Fortune’s Formula

I just read an amazing William Poundstone book called Fortune’s Formula. This book reads so well. Read it in two days, couldn’t put it down. I find that reading multiple books with overlapping information really helps me retain the info. Another book that compliments this one nicely is called Distant Force by George Roberts, it’s about a conglomerate called Teledyne and the CEO who ran it, Henry Singleton.

Claude Shannon, whose featured prominently in Fortune’s Formula, was a board member of Teledyne. A lot of smart gentleman at the head of that company. Another guy that’s mentioned, George Kozmetsky. Haven’t brought myself to buy any of his books. They look a little too dense for me.

From Amazon:

In 1956 two Bell Labs scientists discovered the scientific formula for getting rich. One was mathematician Claude Shannon, neurotic father of our digital age, whose genius is ranked with Einstein’s. The other was John L. Kelly Jr., a Texas-born, gun-toting physicist. Together they applied the science of information theory–the basis of computers and the Internet–to the problem of making as much money as possible, as fast as possible.

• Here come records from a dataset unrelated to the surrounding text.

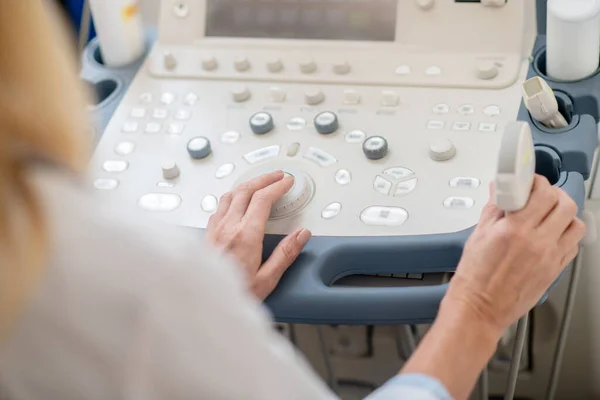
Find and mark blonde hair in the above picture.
[0,0,90,339]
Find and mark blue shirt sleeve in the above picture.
[365,374,453,400]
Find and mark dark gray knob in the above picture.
[250,111,275,135]
[363,136,388,160]
[315,111,340,135]
[188,136,212,160]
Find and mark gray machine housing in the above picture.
[81,0,600,325]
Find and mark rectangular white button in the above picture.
[381,90,400,107]
[304,147,337,167]
[427,120,445,130]
[479,122,497,132]
[360,206,408,226]
[452,121,471,131]
[244,146,279,164]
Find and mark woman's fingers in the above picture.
[252,229,311,300]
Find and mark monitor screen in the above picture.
[206,0,397,41]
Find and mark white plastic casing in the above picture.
[546,0,600,81]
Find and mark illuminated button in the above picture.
[333,60,352,75]
[244,146,280,164]
[429,139,456,161]
[458,104,475,115]
[344,90,360,106]
[175,109,192,121]
[335,169,352,186]
[381,90,400,107]
[363,136,388,160]
[163,53,177,70]
[250,111,275,135]
[427,120,446,131]
[215,163,235,179]
[286,117,306,131]
[94,178,119,190]
[304,89,325,106]
[233,57,250,72]
[432,103,450,114]
[187,136,212,160]
[452,121,471,131]
[138,193,181,212]
[475,60,499,80]
[167,122,185,135]
[160,161,180,179]
[115,142,135,156]
[321,203,342,219]
[444,197,475,210]
[304,147,337,167]
[183,93,198,106]
[121,121,139,133]
[102,160,129,172]
[425,65,442,76]
[131,108,146,118]
[287,143,300,157]
[314,111,340,135]
[394,178,418,197]
[139,92,153,104]
[267,58,283,74]
[483,105,502,117]
[373,176,392,196]
[202,56,219,71]
[269,87,286,103]
[145,122,161,133]
[415,0,435,10]
[221,131,240,144]
[360,206,408,226]
[200,194,219,213]
[450,176,481,189]
[346,130,367,143]
[300,58,317,74]
[160,92,175,105]
[395,65,411,76]
[231,86,252,103]
[152,108,169,119]
[479,122,497,132]
[383,167,415,181]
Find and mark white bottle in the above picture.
[546,0,600,81]
[88,0,146,68]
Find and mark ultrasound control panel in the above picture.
[91,0,556,322]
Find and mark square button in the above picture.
[452,121,471,131]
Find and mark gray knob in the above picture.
[363,136,388,160]
[315,111,340,135]
[250,111,275,135]
[188,136,212,160]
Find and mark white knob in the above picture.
[304,89,325,106]
[231,86,251,103]
[300,58,317,74]
[161,161,179,179]
[163,53,177,70]
[477,61,498,80]
[333,61,351,75]
[233,57,250,72]
[429,139,456,161]
[267,58,283,73]
[415,0,435,10]
[202,56,219,71]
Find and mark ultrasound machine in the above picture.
[82,0,600,398]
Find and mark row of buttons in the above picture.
[427,120,498,132]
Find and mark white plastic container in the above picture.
[89,0,146,68]
[546,0,600,81]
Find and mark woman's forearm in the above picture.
[401,299,501,400]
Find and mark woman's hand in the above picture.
[442,176,585,335]
[207,171,311,300]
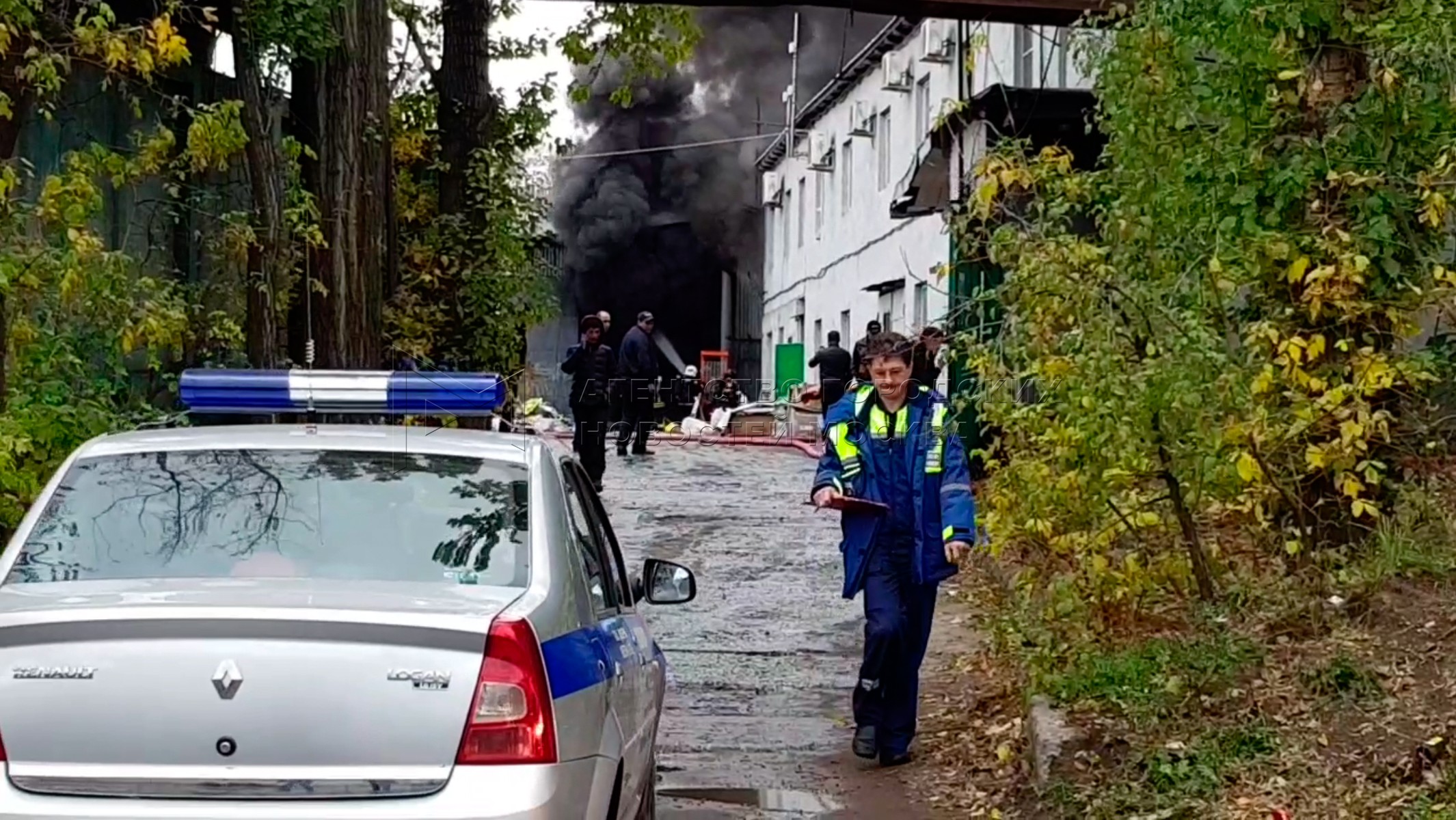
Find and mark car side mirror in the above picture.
[641,558,697,605]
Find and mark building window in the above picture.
[875,108,891,191]
[783,191,794,259]
[915,74,930,143]
[1010,26,1037,89]
[1055,29,1072,89]
[796,178,807,247]
[880,287,906,333]
[814,174,828,239]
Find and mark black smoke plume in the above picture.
[552,6,889,309]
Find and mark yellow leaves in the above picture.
[147,14,192,68]
[1340,474,1366,498]
[1350,498,1380,519]
[1340,420,1364,447]
[1235,452,1264,484]
[1418,188,1450,230]
[1376,66,1401,92]
[1304,444,1325,472]
[1289,256,1309,284]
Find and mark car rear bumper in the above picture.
[0,757,602,820]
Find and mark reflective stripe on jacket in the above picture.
[813,386,975,597]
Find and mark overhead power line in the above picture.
[555,133,781,162]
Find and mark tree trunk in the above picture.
[288,59,327,364]
[1153,412,1219,601]
[233,14,288,368]
[313,0,394,367]
[440,0,495,214]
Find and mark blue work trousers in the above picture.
[854,536,936,757]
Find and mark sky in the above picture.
[213,0,589,137]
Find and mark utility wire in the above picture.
[555,131,783,162]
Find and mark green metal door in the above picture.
[773,344,804,399]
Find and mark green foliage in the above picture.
[1303,655,1385,700]
[240,0,342,62]
[1054,724,1278,820]
[0,0,192,120]
[954,0,1456,632]
[556,3,703,105]
[0,130,237,530]
[1037,635,1261,720]
[386,68,556,373]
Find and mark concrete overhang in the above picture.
[541,0,1112,26]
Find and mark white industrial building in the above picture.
[759,18,1090,386]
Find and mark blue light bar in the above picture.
[182,370,505,417]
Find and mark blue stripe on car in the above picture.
[541,618,642,699]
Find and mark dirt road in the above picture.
[604,443,928,820]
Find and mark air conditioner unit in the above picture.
[920,20,955,63]
[809,131,834,170]
[763,170,783,208]
[849,100,875,137]
[880,53,915,92]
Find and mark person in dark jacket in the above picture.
[561,316,617,492]
[910,325,954,393]
[617,310,657,456]
[854,319,880,385]
[809,331,854,412]
[811,333,975,766]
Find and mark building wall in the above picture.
[763,20,1089,386]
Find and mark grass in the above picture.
[1042,633,1261,720]
[1047,724,1278,820]
[1302,655,1385,700]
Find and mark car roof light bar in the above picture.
[180,368,505,417]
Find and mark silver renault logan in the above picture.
[0,373,696,820]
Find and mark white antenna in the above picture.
[785,12,799,157]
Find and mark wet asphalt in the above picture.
[588,443,916,820]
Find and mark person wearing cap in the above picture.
[667,364,703,424]
[854,319,880,385]
[809,331,854,412]
[617,310,657,456]
[561,316,617,492]
[910,325,945,390]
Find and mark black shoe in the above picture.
[850,725,880,761]
[880,752,910,769]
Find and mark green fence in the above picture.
[773,344,804,399]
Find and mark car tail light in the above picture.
[456,620,556,766]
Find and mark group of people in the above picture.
[561,310,741,492]
[561,310,657,491]
[809,319,945,413]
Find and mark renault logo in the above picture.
[213,661,243,700]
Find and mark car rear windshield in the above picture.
[6,450,530,587]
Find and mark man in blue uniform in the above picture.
[813,333,975,766]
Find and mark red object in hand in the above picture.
[805,495,889,512]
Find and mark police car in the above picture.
[0,370,696,820]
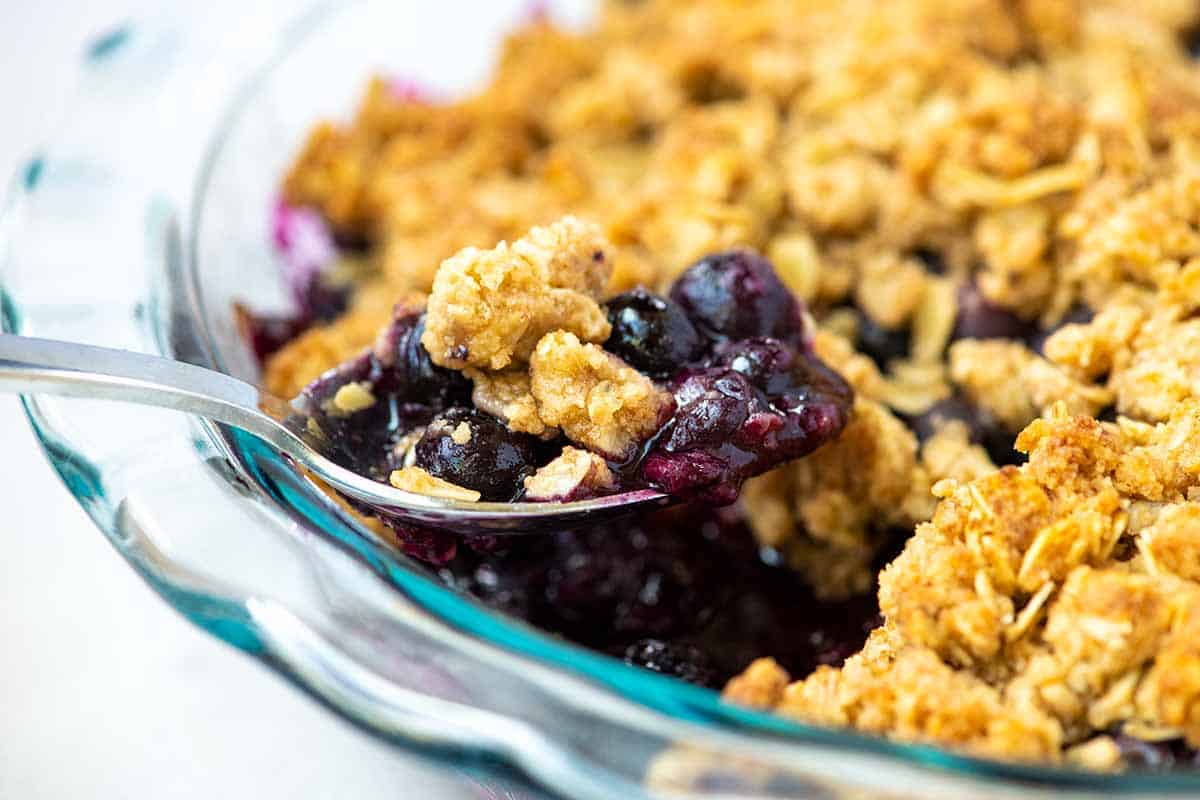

Shannon and MIT mathematician Edward O. Thorp took the “Kelly formula” to Las Vegas. It worked. They realized that there was even more money to be made in the stock market. Thorp used the Kelly system with his phenomenonally successful hedge fund, Princeton-Newport Partners. Shannon became a successful investor, too, topping even Warren Buffett’s rate of return. Fortune’s Formula traces how the Kelly formula sparked controversy even as it made fortunes at racetracks, casinos, and trading desks. It reveals the dark side of this alluring scheme, which is founded on exploiting an insider’s edge.